Airmen from the 387th Air Expeditionary Squadron Quick Reaction Team download USAID humanitarian supplies from a C-130 at Begum Nusrat Bhutto Sukkur Airport, Pakistan, Sep. 9, 2022.

Airmen from the 387th Air Expeditionary Squadron Quick Reaction Team download USAID humanitarian supplies from a C-130 at Begum Nusrat Bhutto Sukkur Airport, Pakistan, Sep. 9, 2022. U.S. Air Force / Senior Master Sgt. David Salanitri

Fully Fund America’s International Affairs Budget

Few investments reap larger rewards than the less-than-1% we spend on diplomacy and development.

Right now, the world looks like a grim place. As war, humanitarian crises, energy shocks, food shortages, climate change, and economic turmoil dominate the headlines, it is more important than ever that America lead efforts to confront the threats to global stability. Our military alone cannot address today’s challenges; we must also maintain our leadership in diplomacy and development. That means fully funding the State Department and USAID.

The American Legion—our country’s largest wartime veteran service organization, at nearly two million members—recognizes this. For the first time in its 103-year history, the organization has passed a resolution to support a fully funded international affairs budget and is making this a legislative focus. 

Americans across the country are seeing global crises affect their lives and families. One example is Russia’s war in Ukraine. Up to 323 million people around the world are expected to be acutely food-insecure by year’s end, up from 276 million before the war.  Here in the United States, more than 38 million people are food-insecure, and unfortunately that number is expected to rise. Another example is the COVID-19 pandemic, which has killed nearly 15 million globally, including 1 million Americans, with more still dying every day. 

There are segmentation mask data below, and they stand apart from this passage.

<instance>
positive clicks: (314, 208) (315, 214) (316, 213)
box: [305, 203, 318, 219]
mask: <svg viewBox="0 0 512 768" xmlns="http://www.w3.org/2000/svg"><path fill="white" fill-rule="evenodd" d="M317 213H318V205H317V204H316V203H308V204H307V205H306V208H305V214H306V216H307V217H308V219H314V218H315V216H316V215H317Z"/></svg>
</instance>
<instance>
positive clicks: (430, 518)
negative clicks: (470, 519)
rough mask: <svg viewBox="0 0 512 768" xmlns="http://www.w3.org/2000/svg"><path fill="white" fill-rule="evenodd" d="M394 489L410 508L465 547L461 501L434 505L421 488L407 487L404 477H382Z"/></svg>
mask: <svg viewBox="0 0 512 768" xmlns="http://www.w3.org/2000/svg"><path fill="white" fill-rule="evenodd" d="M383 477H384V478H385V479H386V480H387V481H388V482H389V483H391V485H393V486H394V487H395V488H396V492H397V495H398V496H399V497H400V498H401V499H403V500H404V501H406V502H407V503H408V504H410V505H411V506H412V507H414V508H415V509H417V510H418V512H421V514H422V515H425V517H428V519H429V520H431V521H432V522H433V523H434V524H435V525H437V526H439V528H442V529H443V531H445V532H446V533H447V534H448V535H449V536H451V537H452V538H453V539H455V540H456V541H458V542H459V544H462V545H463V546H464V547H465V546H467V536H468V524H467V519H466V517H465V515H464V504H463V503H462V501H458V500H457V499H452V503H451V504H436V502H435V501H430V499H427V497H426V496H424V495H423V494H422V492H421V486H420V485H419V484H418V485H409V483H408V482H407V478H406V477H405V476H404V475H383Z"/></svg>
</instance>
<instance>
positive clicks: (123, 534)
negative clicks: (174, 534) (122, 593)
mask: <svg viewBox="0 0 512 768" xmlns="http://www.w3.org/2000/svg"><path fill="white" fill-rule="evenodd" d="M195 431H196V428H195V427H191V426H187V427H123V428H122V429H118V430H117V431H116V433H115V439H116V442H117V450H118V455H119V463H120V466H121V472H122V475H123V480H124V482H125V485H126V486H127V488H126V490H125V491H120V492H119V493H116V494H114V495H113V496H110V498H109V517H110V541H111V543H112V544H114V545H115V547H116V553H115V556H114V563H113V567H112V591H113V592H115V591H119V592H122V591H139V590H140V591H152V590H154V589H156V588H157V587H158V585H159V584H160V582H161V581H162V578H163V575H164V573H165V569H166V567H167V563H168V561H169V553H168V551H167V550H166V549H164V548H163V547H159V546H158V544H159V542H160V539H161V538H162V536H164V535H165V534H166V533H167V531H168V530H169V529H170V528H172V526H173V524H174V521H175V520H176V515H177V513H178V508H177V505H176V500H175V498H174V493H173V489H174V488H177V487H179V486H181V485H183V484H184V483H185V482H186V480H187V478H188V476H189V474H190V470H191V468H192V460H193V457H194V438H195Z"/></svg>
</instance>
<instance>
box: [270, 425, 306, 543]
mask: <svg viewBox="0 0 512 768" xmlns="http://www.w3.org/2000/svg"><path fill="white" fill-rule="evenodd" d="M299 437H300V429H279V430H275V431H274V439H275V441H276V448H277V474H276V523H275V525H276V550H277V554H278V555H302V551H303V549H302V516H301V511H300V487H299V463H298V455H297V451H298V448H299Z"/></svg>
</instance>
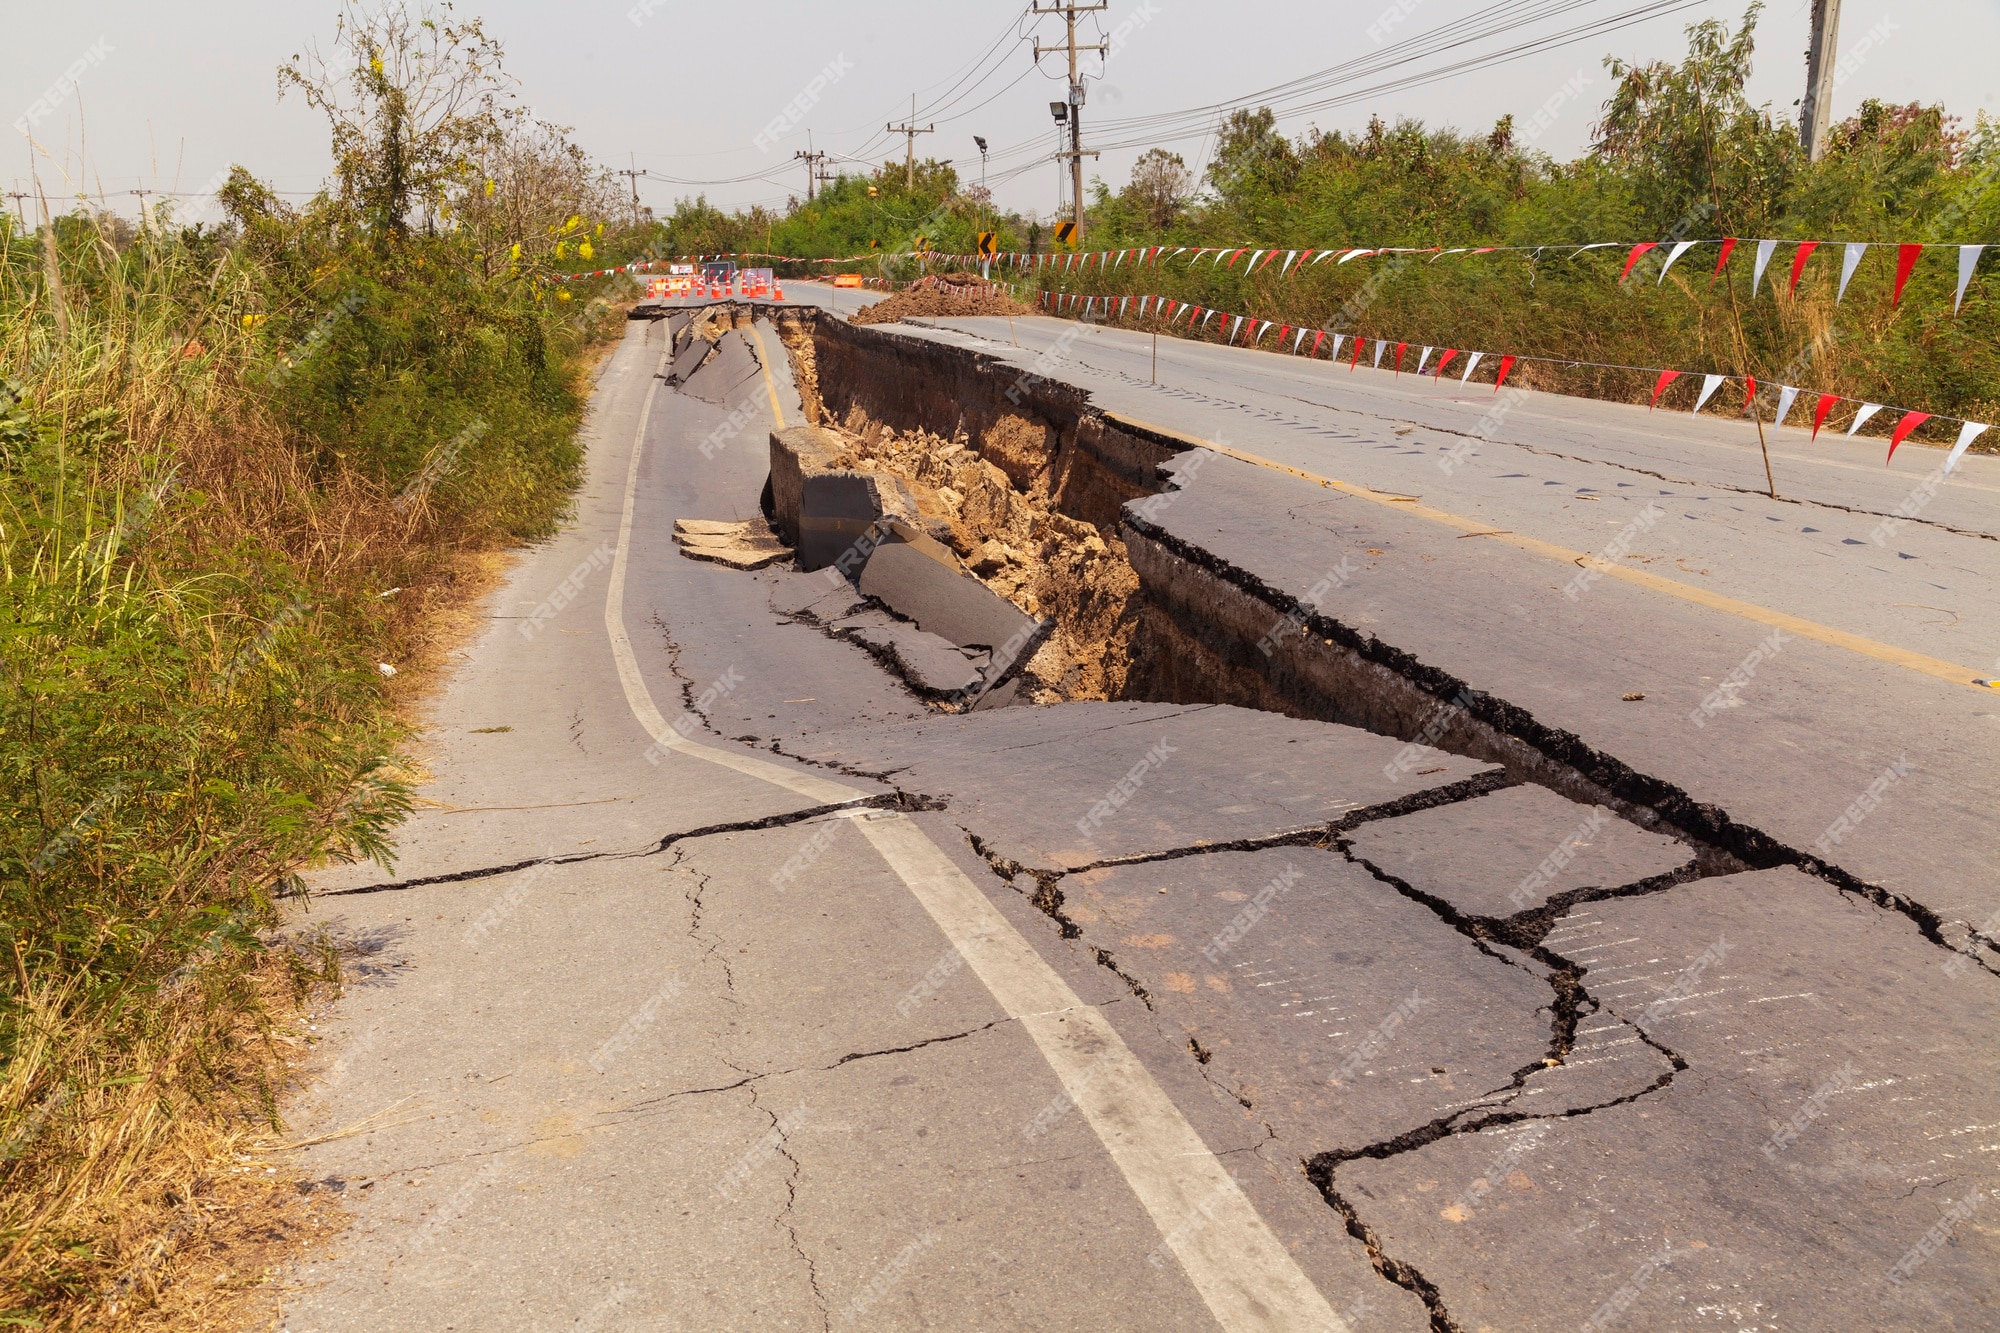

Responding to such crises takes more than a strong military. Funding for diplomacy and development efforts must remain a national security priority. Every dollar spent to prevent conflict saves an estimated $16 on responding to conflict. This is the key to ensuring that our communities, our families, and our friends are safe, healthy, and prosperous.

In the coming months, Congress will set the funding for America’s international affairs agencies and programs. For 2023, the administration and both Congressional chambers are currently looking at spending between $66 billion and $68 billion for core civilian overseas programs. This is less than 1 percent of the total federal budget, yet would provide an important increase after years of effectively flat funding. In recent years, proposals for modest increases to these critical programs have been discarded in final budget negotiations.

Now is the time for smart, sustainable investments in our nation’s diplomacy and development budget – with full funding a top priority. The threats to our national security are emerging not only from malign actors such as Russia and China, but from the global food crisis, climate shocks, global pandemics, and more. These challenges to America’s interests require a bipartisan response to meet the moment. We know that America can do this. America wins by leading globally. And when America wins, veterans win and families win.

Patrick Murphy is the first Iraq War veteran elected to Congress. He served as the 32nd Under Secretary of the Army and in the United States House of Representatives, serving Pennsylvania's 8th Congressional district from 2007 to 2011. Blair Milo was the mayor of La Porte, Indiana, from 2012 to 2017. She currently serves as the founding director of the Center for Talent and Opportunity at the Sagamore Institute. Both are veterans, members of the American Legion, and members of the U.S. Global Leadership Coalition’s Veterans for Smart Power initiative.